Ask any first year, first semester law student, “What are the elements of a contract?” He or she will (or should) answer, “Offer, acceptance, consideration.” It is generally not required that contracts be written or that every element of the contract be discussed in exhaustive detail, but you have to have those three elements (offer, acceptance, consideration).
The three elements of a contract
What do they mean? An “offer” is just that – an offer to perform a service, to refrain from some action, to transfer some property rights, or something similar. For example, “I will paint your fence if you pay me $10” is an offer (and probably one too good to pass up).
“Acceptance” is some sort of communication that the offer is accepted. It could be that you say “I accept,” but it could also be that you give me $10, or possibly even that you give me the key to your fence without saying a word.
If you instead responded, “I will pay you $5 to paint my fence,” then you have refused my original offer, but also made me a counter-offer. If you make a counter-offer, then I have to accept your counter-offer somehow before we can continue.

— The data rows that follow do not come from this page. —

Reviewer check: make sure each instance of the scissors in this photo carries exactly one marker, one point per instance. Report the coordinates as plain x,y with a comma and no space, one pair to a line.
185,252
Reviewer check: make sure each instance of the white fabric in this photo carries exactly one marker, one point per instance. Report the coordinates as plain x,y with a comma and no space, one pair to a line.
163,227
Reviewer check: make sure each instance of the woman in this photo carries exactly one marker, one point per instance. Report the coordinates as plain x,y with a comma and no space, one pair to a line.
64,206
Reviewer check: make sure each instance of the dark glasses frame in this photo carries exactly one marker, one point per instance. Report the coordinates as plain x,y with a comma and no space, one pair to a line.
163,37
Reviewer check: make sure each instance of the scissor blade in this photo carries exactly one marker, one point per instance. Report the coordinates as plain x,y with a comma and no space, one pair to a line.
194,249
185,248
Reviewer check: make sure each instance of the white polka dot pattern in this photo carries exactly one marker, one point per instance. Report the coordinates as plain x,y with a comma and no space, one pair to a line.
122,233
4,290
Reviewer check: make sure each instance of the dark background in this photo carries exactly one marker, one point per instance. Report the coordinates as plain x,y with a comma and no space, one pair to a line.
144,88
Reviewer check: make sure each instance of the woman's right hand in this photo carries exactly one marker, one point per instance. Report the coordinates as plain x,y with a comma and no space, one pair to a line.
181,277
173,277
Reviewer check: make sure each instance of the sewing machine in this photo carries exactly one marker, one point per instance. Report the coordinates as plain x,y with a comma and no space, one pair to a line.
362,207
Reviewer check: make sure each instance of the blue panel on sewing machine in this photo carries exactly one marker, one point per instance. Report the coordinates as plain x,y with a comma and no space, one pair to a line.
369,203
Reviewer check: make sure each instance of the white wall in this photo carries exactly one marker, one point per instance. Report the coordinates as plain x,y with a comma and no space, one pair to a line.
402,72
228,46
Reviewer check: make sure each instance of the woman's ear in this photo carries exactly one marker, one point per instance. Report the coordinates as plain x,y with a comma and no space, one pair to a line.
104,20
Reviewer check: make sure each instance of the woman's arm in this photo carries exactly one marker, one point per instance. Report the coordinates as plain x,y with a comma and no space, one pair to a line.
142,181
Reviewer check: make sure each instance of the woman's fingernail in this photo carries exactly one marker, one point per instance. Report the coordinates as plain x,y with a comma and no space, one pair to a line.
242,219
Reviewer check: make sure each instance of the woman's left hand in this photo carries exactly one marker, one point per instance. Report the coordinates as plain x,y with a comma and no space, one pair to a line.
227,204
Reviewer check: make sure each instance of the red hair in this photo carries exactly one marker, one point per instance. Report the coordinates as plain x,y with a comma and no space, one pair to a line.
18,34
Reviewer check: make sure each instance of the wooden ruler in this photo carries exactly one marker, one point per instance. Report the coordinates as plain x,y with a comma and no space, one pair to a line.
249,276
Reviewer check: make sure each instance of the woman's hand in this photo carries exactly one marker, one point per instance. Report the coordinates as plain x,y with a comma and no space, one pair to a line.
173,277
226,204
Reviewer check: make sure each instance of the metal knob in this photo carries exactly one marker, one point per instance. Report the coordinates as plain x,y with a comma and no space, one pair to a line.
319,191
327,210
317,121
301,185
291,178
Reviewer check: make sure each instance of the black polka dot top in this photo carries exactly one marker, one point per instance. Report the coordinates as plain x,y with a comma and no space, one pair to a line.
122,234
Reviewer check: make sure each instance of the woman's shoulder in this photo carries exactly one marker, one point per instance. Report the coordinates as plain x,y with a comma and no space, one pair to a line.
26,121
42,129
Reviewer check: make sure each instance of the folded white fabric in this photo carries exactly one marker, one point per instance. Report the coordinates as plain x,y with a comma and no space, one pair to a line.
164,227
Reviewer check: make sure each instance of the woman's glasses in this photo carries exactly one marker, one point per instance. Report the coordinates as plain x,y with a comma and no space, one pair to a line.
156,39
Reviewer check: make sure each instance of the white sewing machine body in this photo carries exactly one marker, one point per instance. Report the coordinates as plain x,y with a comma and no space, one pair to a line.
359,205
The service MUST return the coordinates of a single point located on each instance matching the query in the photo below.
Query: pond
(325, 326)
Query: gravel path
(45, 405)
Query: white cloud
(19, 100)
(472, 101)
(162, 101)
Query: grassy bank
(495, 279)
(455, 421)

The final required element is “consideration.” Black’s Law Dictionary (7th Edition) defines consideration as “[s]omething of value (such as an act, a forbearance, or a return promise) received by a promisor from a promisee.”
Consideration has to be received in fact. In the above scenario, if you actually paid me the money, or if I painted the fence, there is consideration. One of us has taken an action that actually transferred value from one party to another.
After the basic contract
The lack of any of the three elements indicates that there is no contract. If you ask a second year law student what else can go wrong in contract formation, he or she will likely collapse into an incoherent mass of burned out humanity. You can remember, though, that the three elements are offer, acceptance, and consideration, and be wary of any agreement that doesn’t include all three.